Tag Archives: survivor

Mom, you should wear a bikini

My seven year old daughter is full of confidence and spunk and smarts and style. She asked for a bikini from the Easter Bunny. Delivered.

Totally and without reservation she put it on last weekend in preparation for a pool party, did a twirl in the mirror and set her face to one of approval. Then she turned to me and asked, “Mom, why don’t you wear a bikini?”

It was one of those seminal parenting moments I was totally and completely at a loss for words. “Because I worry what other people think?” “Because I have been called many things in my life and a covergirl is not one of them?” “Because my body has changed so much in the last four years that I sometimes don’t recognize my own reflection?” “Because the last time I wore a bikini was on my honeymoon with your Dad and I was a size I will never be again?”

I thought it would be a sign of strength and purpose – and frankly, there was a little bit of vanity involved – to be able to wear a bikini when I turn 40 (or even just before).

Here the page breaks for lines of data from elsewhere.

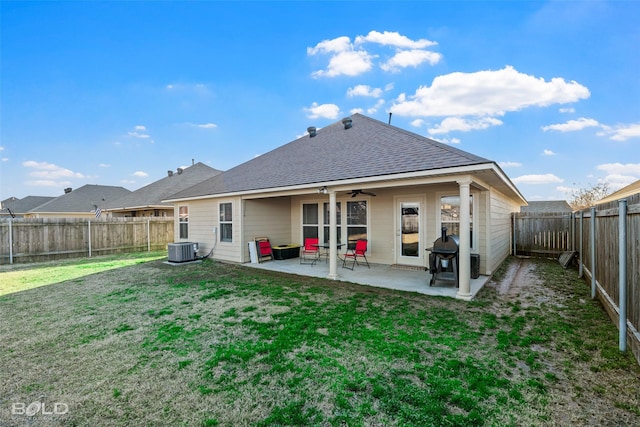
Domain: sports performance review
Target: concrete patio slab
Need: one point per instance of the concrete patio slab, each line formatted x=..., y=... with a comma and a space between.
x=379, y=275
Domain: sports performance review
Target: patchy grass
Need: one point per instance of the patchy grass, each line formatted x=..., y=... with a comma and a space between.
x=213, y=344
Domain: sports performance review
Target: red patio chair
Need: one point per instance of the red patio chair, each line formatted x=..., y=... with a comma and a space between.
x=263, y=247
x=309, y=253
x=357, y=251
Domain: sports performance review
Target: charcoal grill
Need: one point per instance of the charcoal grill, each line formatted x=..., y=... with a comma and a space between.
x=444, y=257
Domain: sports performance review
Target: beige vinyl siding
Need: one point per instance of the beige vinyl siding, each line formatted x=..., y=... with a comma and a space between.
x=500, y=235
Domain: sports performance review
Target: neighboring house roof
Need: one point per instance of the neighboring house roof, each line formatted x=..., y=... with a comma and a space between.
x=24, y=205
x=629, y=190
x=369, y=148
x=547, y=206
x=83, y=200
x=151, y=196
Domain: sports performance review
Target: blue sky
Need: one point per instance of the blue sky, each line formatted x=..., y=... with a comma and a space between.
x=117, y=93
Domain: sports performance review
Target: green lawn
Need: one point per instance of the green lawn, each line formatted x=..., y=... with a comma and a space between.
x=138, y=342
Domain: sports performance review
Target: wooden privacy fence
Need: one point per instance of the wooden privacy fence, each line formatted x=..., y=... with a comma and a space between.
x=606, y=239
x=39, y=239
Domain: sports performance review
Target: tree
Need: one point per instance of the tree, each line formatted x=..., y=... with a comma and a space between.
x=586, y=197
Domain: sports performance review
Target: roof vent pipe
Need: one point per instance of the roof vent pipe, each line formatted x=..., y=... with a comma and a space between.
x=312, y=131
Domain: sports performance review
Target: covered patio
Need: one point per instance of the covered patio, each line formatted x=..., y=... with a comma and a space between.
x=379, y=275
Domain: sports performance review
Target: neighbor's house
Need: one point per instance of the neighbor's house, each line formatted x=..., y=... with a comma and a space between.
x=147, y=201
x=18, y=208
x=547, y=206
x=357, y=178
x=85, y=202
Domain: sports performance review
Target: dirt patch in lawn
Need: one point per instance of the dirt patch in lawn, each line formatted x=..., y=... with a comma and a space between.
x=587, y=387
x=221, y=344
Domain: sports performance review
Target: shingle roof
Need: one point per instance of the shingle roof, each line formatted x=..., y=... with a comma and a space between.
x=153, y=194
x=21, y=206
x=629, y=190
x=369, y=148
x=547, y=206
x=84, y=199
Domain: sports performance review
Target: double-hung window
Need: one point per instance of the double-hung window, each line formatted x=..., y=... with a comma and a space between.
x=450, y=215
x=226, y=222
x=183, y=221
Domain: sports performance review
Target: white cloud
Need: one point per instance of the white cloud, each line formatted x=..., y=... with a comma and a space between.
x=619, y=168
x=394, y=39
x=49, y=174
x=621, y=132
x=548, y=178
x=375, y=108
x=351, y=59
x=139, y=131
x=410, y=58
x=463, y=125
x=487, y=93
x=326, y=111
x=510, y=164
x=364, y=90
x=572, y=125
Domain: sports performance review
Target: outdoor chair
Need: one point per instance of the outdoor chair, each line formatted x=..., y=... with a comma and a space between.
x=310, y=252
x=354, y=252
x=263, y=248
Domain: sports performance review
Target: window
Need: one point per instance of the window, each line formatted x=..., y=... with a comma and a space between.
x=183, y=221
x=226, y=222
x=450, y=215
x=309, y=221
x=326, y=222
x=356, y=221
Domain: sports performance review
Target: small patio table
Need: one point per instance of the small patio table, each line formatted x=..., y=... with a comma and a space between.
x=326, y=248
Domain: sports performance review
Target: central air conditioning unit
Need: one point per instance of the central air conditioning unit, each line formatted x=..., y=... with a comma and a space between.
x=182, y=252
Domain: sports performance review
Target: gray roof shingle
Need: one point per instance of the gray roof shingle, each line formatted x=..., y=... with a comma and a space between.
x=369, y=148
x=85, y=199
x=153, y=194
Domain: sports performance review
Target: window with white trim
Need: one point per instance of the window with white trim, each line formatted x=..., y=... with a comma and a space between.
x=450, y=215
x=226, y=222
x=183, y=221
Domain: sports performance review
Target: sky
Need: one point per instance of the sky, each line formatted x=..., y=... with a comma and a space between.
x=118, y=93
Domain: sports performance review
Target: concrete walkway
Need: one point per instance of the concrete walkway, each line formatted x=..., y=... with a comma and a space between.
x=379, y=275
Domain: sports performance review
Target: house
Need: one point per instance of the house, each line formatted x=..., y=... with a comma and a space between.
x=147, y=201
x=85, y=202
x=547, y=206
x=17, y=208
x=356, y=178
x=629, y=190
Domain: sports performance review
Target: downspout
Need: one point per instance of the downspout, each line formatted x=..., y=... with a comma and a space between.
x=580, y=245
x=622, y=275
x=593, y=252
x=10, y=241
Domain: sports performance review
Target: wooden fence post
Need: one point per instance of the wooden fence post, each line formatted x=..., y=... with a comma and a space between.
x=622, y=276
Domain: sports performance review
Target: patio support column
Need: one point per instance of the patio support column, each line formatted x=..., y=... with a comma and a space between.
x=333, y=237
x=464, y=276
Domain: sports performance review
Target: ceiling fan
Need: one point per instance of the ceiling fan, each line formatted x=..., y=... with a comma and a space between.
x=355, y=193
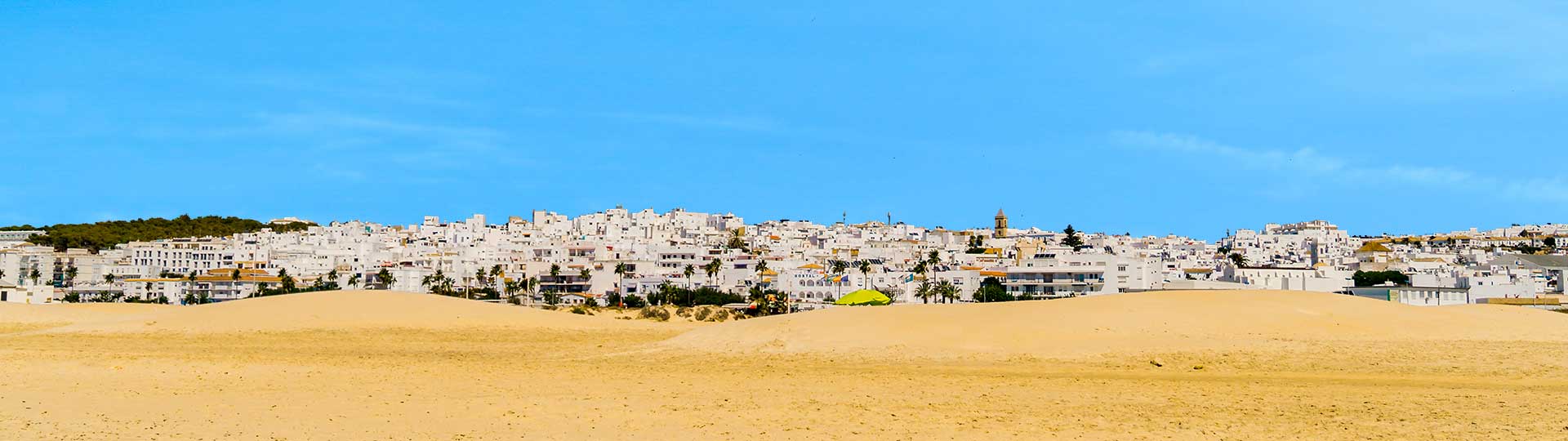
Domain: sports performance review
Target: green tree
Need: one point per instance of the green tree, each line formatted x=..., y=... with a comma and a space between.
x=946, y=291
x=1237, y=260
x=838, y=270
x=688, y=270
x=737, y=239
x=991, y=289
x=866, y=274
x=620, y=274
x=286, y=283
x=763, y=267
x=925, y=291
x=1071, y=239
x=385, y=278
x=712, y=269
x=433, y=281
x=1375, y=278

Celebrating a milestone with style. But every time I look in the mirror, I see my imperfections. Every time.

I even had a few days where I did sit ups and crunches – thinking somehow that would put me over the edge and tighten this section of extra – abdominal muscles that were strained and pulled and cut and sewn. A belly that now thinks I’m postmenopausal and is storing fat like a rainy day is coming.

I know, logically, I should embrace my body – it’s been through a helluva lot. And it’s done me well. I have had three kids – two pregnancies – gained over 65 pounds with both … created happy healthy amazing kids including 16 pounds of twins … then the cancer. Scarred, implanted, tattooed … hormones amuk causing muffin tops and rounded corners and insomnia and anxiety. But, I’m still here. Why isn’t that enough?

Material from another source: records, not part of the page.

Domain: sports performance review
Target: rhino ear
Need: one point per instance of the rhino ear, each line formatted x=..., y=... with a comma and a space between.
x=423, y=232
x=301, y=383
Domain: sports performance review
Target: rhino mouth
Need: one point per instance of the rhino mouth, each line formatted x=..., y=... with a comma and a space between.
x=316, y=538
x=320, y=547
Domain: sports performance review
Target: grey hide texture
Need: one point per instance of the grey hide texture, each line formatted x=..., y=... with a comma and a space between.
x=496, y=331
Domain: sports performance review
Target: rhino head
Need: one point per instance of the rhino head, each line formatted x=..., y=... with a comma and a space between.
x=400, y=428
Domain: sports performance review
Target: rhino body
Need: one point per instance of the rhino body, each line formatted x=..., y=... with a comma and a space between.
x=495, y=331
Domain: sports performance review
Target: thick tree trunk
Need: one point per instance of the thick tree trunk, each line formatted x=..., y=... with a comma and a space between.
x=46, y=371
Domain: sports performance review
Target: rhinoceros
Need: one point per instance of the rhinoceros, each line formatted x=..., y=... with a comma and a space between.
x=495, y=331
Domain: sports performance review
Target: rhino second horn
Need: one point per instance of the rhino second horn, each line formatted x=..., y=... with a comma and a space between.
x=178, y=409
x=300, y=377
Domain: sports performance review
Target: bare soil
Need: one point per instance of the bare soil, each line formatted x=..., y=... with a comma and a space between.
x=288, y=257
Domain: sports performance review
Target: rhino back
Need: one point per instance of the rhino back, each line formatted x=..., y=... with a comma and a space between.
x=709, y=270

As a woman raising a girl, I want to instill confidence and self-awareness and body image and a glorious, wonderful sense of assurance. I have struggled with it my whole life. What if I could save her from that in some small way? She is perfect now – fashion oblivious, sporty and hilarious and assertive and amazing. I want to keep this. Bottle it.

When she turned to me and asked me about the bikini, all of this went through my head. I thought of my struggles with healthy weight … losing weight when stressed to the point that I was melting away because I forgot to eat. Gaining weight while in chemo eating plates of french toast to abate the cravings. Up and down as a collegiate learning to eat and exercise and drink and not have the structure of square meals and sports.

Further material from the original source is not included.